At those energy levels, the radiation causes some carbon atoms to pop out of place, creating a pair of defects in the silicon carbide including an empty spot called a vacancy and a loose carbon atom called an interstitial. Those unattached interstitial atoms migrate to the grain boundaries where they accumulate, affecting the material’s chemistry.

Besides the fact that researchers simply didn’t believe this type of segregation could take place in ceramics, Szlufarska says that, until recently, they also lacked the tools to even investigate the phenomenon. After painstaking fabrication and preparation of the silicon carbide bi-crystals, state-of-the-art scanning transmission electron microscopy conducted at UW-Madison and Oak Ridge National Laboratory allowed the team to resolve the chemical composition along the grain boundaries.

The team believes the phenomenon is likely to occur in other polycrystalline ceramics as well. The process is a double-edged sword: On the one hand, radiation-induced segregation means ceramics are subject to the same types of damage and deterioration at their grain boundaries as metal alloys, though at different temperatures. On the other hand, the segregation could be useful in materials engineering to produce specialized versions of ceramics like silicon carbide, which is used in nuclear energy, jet engines and other high-tech applications. “Maybe the radiation can be used as a tool to fine tune grain boundary chemistry,” says Xing Wang (MSNEEP ’13, PhDNEEP ’16). “That could be useful to us in the future.”

Izabela Szlufarska is the Harvey D. Spangler Professor of Engineering in materials science and engineering and engineering physics at UW-Madison.

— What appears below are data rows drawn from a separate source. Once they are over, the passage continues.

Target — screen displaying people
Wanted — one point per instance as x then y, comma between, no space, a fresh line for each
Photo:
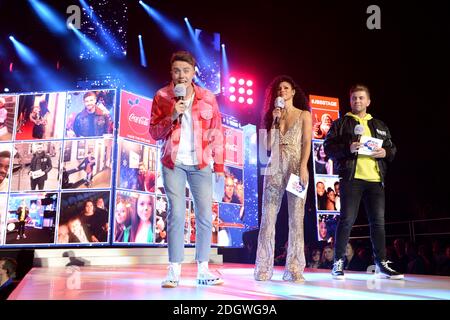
31,218
229,189
81,219
39,116
322,165
328,194
7,114
137,166
87,164
90,113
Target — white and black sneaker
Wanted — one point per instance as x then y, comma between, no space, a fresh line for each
206,278
338,270
173,276
382,270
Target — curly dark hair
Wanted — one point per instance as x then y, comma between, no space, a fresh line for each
300,101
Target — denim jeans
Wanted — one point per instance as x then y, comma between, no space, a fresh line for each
372,196
200,183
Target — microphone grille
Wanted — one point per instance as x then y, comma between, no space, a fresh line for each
179,90
359,129
279,102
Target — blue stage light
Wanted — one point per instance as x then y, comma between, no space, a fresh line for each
171,30
89,44
105,35
24,52
50,18
39,71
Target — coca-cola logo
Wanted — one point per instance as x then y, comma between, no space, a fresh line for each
138,120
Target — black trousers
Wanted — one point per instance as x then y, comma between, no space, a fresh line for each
21,228
39,182
372,195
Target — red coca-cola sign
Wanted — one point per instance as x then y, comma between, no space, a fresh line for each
135,114
138,120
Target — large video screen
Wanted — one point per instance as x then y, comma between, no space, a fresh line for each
140,216
69,178
56,155
326,180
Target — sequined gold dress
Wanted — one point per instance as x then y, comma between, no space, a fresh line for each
290,144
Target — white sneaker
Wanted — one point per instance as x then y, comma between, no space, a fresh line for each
173,276
206,278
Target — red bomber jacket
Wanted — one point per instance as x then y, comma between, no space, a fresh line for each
207,124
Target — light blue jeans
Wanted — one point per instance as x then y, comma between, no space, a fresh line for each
200,183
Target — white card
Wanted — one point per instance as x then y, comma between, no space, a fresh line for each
294,186
368,145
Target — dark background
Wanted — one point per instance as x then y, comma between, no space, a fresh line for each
324,45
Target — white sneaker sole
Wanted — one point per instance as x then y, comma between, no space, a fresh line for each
210,282
385,276
169,284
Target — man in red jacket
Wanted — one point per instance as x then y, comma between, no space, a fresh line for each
191,130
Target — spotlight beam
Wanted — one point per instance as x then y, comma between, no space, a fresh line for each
142,52
171,30
87,42
50,18
108,40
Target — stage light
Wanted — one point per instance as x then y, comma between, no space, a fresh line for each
24,52
105,35
171,30
89,44
51,19
142,52
245,93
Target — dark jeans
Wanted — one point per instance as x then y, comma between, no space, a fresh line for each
21,228
39,182
372,196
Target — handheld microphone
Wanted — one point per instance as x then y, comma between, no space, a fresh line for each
358,131
279,104
180,92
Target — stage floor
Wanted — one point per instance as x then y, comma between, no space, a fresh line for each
143,283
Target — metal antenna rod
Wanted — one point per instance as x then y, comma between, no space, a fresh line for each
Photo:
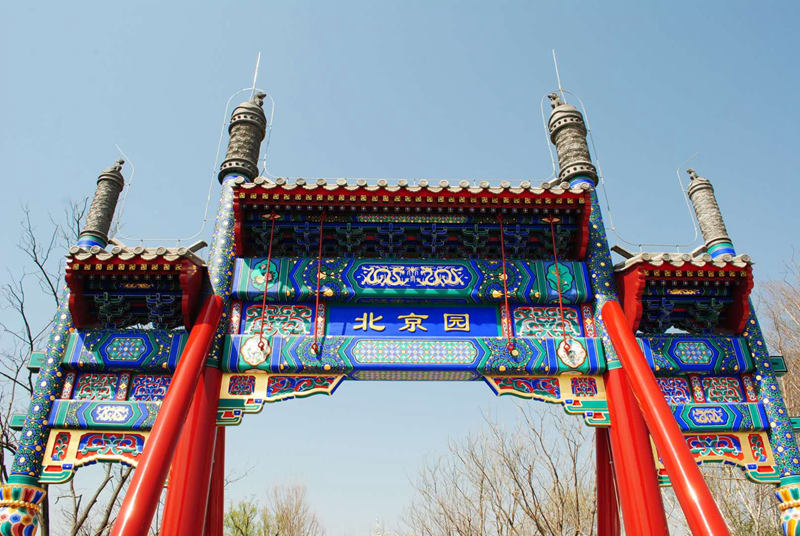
255,75
558,77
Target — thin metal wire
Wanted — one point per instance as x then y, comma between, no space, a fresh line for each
122,203
255,74
272,218
507,324
212,176
558,78
601,181
315,346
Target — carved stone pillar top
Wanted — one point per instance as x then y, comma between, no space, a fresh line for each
113,173
101,212
568,134
709,216
247,129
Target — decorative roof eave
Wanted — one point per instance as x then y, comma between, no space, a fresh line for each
120,264
360,191
686,270
123,253
683,261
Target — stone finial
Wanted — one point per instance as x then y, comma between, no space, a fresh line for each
709,216
568,134
247,129
101,212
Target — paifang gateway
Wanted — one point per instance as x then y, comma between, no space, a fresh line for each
311,284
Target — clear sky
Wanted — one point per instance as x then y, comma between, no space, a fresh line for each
399,89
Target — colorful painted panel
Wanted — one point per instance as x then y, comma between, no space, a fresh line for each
671,354
149,388
346,355
145,350
96,387
278,319
247,393
722,389
110,415
453,281
547,322
676,390
584,395
69,449
701,417
408,321
749,451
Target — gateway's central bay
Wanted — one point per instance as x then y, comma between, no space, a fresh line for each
310,285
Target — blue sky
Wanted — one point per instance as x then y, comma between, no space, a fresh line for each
399,89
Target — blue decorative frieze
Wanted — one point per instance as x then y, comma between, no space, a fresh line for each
673,354
105,415
347,280
353,355
144,350
714,417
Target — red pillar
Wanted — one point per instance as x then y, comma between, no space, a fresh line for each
637,482
607,506
215,513
187,493
139,505
702,514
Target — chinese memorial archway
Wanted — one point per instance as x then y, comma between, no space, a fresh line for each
309,284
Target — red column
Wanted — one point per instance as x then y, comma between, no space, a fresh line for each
215,513
136,513
607,507
187,493
698,505
637,482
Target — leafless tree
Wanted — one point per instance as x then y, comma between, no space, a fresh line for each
535,479
29,297
749,509
284,512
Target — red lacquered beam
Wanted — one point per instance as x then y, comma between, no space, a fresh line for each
702,514
607,506
139,505
215,512
189,478
637,483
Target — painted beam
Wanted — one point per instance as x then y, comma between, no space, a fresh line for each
429,281
103,415
145,350
697,354
356,355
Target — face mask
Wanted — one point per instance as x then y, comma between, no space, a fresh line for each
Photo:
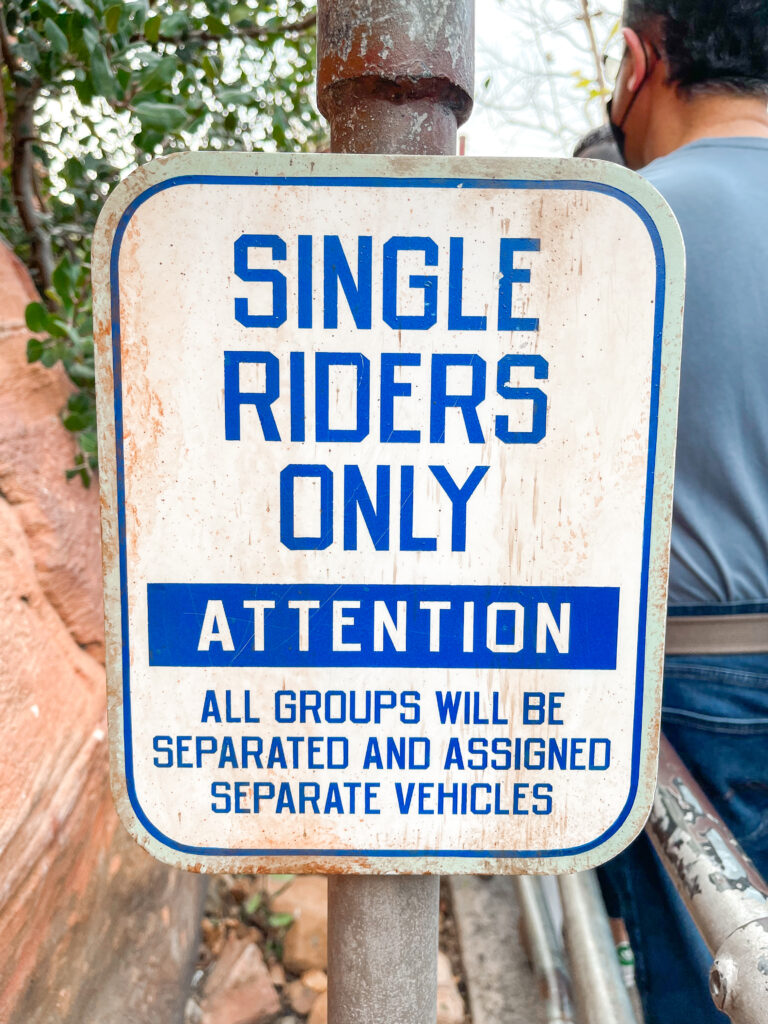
617,131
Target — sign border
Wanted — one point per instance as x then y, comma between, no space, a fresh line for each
352,172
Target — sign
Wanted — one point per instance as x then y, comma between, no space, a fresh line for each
386,454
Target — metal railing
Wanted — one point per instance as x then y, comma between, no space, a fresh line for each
725,896
723,892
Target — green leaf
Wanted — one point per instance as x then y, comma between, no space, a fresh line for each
88,443
37,316
34,349
160,116
90,38
232,97
76,421
253,903
174,26
103,80
156,76
79,402
152,29
62,282
55,37
216,27
240,12
112,17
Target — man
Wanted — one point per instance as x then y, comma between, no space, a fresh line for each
689,110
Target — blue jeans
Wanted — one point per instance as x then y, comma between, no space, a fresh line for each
716,717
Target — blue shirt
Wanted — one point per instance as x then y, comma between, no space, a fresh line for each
718,189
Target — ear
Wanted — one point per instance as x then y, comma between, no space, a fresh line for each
636,59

Former nuclear engineering and engineering physics graduate student Xing Wang (now an assistant professor at Pennsylvania State University) and Hongliang Zhang of UW-Madison are co-authors and contributed equally to the paper. Other UW-Madison authors include Tomonori Baba, Hao Jiang, Cheng Liu, Yingxin Guan, Omar Elleuch, Milton J. and A. Maude Shoemaker and Beckwith-Bascom Professor Emeritus of Chemical and Biological Engineering Thomas Kuech, Harvey D. Spangler Professor in Materials Science and Engineering Dane Morgan and Beckwith-Bascom Professor in Materials Science and Engineering Paul Voyles. Additional authors include Juan-Carlos Idrobo of the Center for Nanophase Materials Sciences, Oak Ridge National Laboratory.

The team acknowledges the US Department of Energy Basic Energy Sciences for funding this research (fund number DE-FG02-08ER46493). The researchers also acknowledge use of facilities and instrumentation supported by NSF through the University of Wisconsin Materials Research Science and Engineering Center (DMR- 1720415). The electron microscopy research was conducted as part of a user project through Oak Ridge National Laboratory’s Center for Nanophase Materials Sciences.